La cumbre internacional de las Ciudades Creativas UNESCO tuvo lugar dentro del llamado Proggeto FORMO, una feria de actividades que viene organizando la ciudad de Bérgamo alrededor de la alimentación y el queso. La ciudad italiana es la que más variedades de quesos tiene reconocidas en el ámbito de la Unión Europea, y son su gran referente gastronómico. Paralelamente se organizaron muestras y debates alrededor de los productos lácteos, e invitaron en las ciudades de la red UNESCO a aportar quesos de proximidad, que a lo largo del fin de semana estuvieron al alcance de todo el mundo en una exposición virtual.

Dénia aportó dos quesos valencianos de producción artesana y habituales en mercados, tiendas y restaurantes de la Marina Alta. Uno era un queso de cabra curado y pasteurizado, con una maduración de 25 a 40 días, elaborado por “Quesería San Antonio” (Callosa d’en Sarrià), una empresa familiar de larga tradición que ha conseguido importantes premios y reconocimientos en certámenes internacionales. Dos de sus quesos obtuvieron en 2018 la Medalla de Oro del World Cheese Awards celebrado a Bergen, Ciudad Creativa de la Gastronomía.
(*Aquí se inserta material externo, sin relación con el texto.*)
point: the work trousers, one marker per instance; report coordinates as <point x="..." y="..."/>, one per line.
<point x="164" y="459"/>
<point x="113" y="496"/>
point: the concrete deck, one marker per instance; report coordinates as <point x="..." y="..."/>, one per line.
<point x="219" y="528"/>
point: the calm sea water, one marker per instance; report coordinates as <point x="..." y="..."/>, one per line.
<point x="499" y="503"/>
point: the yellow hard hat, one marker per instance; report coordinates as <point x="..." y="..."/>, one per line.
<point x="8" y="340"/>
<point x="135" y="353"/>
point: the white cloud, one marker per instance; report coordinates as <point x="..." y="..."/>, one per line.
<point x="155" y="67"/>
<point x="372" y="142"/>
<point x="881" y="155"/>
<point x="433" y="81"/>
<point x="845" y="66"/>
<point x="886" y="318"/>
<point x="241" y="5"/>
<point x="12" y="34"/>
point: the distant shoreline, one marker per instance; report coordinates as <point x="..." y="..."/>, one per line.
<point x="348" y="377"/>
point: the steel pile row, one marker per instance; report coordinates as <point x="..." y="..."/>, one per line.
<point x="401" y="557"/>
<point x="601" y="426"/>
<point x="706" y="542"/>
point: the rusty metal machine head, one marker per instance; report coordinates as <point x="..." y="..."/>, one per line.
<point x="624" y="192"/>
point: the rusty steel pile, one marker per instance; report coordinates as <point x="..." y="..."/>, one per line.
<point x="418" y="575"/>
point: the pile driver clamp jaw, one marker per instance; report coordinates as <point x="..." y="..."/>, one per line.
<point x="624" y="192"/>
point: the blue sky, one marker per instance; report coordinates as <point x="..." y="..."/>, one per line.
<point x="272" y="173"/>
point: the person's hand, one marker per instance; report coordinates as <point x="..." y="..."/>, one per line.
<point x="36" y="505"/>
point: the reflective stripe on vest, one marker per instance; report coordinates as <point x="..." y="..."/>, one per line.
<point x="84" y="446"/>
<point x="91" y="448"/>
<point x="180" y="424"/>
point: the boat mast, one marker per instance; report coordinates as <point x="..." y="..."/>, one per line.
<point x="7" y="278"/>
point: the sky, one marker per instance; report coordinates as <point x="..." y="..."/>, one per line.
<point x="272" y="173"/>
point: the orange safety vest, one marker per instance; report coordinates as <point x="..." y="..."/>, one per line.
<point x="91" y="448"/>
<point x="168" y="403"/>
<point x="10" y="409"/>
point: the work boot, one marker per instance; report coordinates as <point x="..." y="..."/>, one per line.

El otro queso procedía de la última granja de vacas que resiste en la vecina comarca de la Safor, “La Taulaïna Ganadera”, y era un queso de vaca fresco de servilleta, elaborado a la manera que lo hacían tradicionalmente los pastores de la Marina y la Safor. Las vacas de esta granja situada en el Marjal de Gandía se alimentan de pasto, forraje natural y naranjas. Su leche ganó en 2008 el premio Cántara de Oro.